Tengo una cita médica.
Cuando llego al consultorio, la recepcionista atrincherada en una esquina de la sala, en un cubículo con vidrios por todos los lados, me dice que la doctora no me tiene anotado en su agenda.
Me quedo de pie, pensando que mi lenguaje corporal es desafiante y que dice algo como: “¿Y entonces qué hago?
No creo que la mujer se percate de eso, pero le debe dar fastidio tenerme ahí enfrente sin hacer o decir nada y decide hablar “La doctora me dice que va a buscar un hueco para atenderlo”.

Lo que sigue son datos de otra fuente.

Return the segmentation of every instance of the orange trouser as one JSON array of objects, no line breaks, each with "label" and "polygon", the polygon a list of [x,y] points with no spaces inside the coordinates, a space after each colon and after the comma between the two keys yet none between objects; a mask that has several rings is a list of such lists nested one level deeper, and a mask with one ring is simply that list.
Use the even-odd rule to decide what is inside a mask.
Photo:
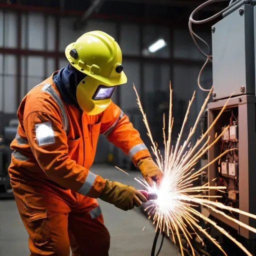
[{"label": "orange trouser", "polygon": [[[31,182],[32,184],[32,182]],[[108,232],[97,200],[70,192],[12,181],[18,208],[28,233],[30,256],[108,256]]]}]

Le doy las gracias y me siento.
En el televisor de la sala, que está a todo volumen, pasan la noticia de un atraco. Un hombre iba a entrar en carro a su conjunto en Chía, y cuando se abrió la puerta llegaron dos motos, una de ellas con parrillero y le apuntaron con una pistola, le hicieron bajar la ventana y lo obligaron a que les pasara algo.
Luego, cuando comienzan los comerciales saco el Kindle, lo prendo y duro un par de segundos decidiendo qué voy a leer. Al final selecciono el Infinito en un junco, un libro que he leído de a pequeños sorbos de lectura y que parece que nunca voy a terminar, pero ahí sigo, ya sabemos que leer no se trata de una estadística, sino de exprimirle todo el jugo experiencia.
Ayer había leído sobre cómo la literatura y los libros salvaron a personas que se aferraron a ellos, en escenarios tan trágicos como los campos de concentración de la segunda guerra mundial.
Comienzo a leer y ahora Vallejo, la autora, cuenta un episodio de la guerra de Sarajevo y como ardió la biblioteca pública de la ciudad luego de que fuera bombardeado el edificio Vijećnica donde se encontraba ubicada.
En ese momento llaman a consulta a un paciente. Es un hombre viejo que casi no se puede mover. Lo acompaña su hija.
Cuando comienzan a caminar la recepcionista grita desde su trinchera: “Solo entra el paciente”
La hija le regala una mirada desafiante y le dice: “¡Tiene alzheimer!”
De los libros de la biblioteca de Sarajevo, como los recuerdos de ese hombre, ya no queda nada.